And I didn't want to lose the only family member I had.
Brother looked up at me as he adjusted the blanket over his leg, his eyes worried. The breeze played with his bangs as he looked up at me expectantly, waiting. His golden eyes, the ones that were usually so fiery were liquid, were now worried and not in the least bit as grown up-looking as usual. He nodded his head understandingly, as if to say 'We'll talk about it once we get to the river.' I just let out a little sigh as I bowed my head, slowly pushing the wheelchair down the well-worn path. I turned back to see Winry watching us from the balcony off of her bedroom, her blue eyes gazing after us as our backs walked farther off towards the edge of the horizon.
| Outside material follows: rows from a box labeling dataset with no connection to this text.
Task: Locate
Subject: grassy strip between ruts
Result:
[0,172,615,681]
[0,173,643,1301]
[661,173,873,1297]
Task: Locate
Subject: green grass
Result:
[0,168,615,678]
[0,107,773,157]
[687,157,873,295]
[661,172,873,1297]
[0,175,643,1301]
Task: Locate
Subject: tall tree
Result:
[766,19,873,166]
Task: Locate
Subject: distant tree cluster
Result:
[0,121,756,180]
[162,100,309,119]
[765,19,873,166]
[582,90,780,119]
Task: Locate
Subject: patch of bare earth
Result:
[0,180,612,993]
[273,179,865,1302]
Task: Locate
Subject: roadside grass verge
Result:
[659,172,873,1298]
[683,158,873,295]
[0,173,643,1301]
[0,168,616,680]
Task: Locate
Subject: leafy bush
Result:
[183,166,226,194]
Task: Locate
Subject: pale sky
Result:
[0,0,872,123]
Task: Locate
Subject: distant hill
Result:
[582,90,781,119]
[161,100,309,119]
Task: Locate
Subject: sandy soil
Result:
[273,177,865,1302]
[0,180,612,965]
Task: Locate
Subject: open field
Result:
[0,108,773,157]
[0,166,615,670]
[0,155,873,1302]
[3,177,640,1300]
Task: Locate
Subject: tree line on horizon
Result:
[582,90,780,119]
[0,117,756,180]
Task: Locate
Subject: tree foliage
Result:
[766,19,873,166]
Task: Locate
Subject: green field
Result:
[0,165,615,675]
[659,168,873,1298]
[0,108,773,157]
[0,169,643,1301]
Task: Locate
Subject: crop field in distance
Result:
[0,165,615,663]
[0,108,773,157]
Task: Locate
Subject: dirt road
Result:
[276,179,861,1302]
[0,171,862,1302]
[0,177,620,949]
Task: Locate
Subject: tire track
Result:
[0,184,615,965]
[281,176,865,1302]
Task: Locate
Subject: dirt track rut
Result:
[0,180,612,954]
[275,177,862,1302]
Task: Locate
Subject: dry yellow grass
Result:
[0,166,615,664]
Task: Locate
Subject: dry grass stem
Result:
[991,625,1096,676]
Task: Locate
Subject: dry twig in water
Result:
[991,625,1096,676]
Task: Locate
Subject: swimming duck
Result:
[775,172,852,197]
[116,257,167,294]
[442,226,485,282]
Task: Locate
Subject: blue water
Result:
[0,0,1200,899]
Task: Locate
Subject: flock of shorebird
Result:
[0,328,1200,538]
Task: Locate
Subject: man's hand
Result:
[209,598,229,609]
My feet seemed to clank more loudly as I walked, my body moving slowly and heavily as if it could sense how my mind was feeling. I shouldn't have been surprised – even without my facial features to give me away Brother could always tell what I was thinking and how I felt. And he also knew that my favorite thinking place was the river, where the sound of the water can soothe me and clear my mind. It was always good for my soul to hear that sound, and it always seemed to reflect my mood – swiftly moving, always running its course, glistening and sparkling but dark and shadowy in the deep pools. On the other hand, Brother usually preferred sitting under a tree or hiding somewhere where no one could find him. Except the only problem with our hiding places was that we both knew where to find each other just out of instinct; we knew each other too well.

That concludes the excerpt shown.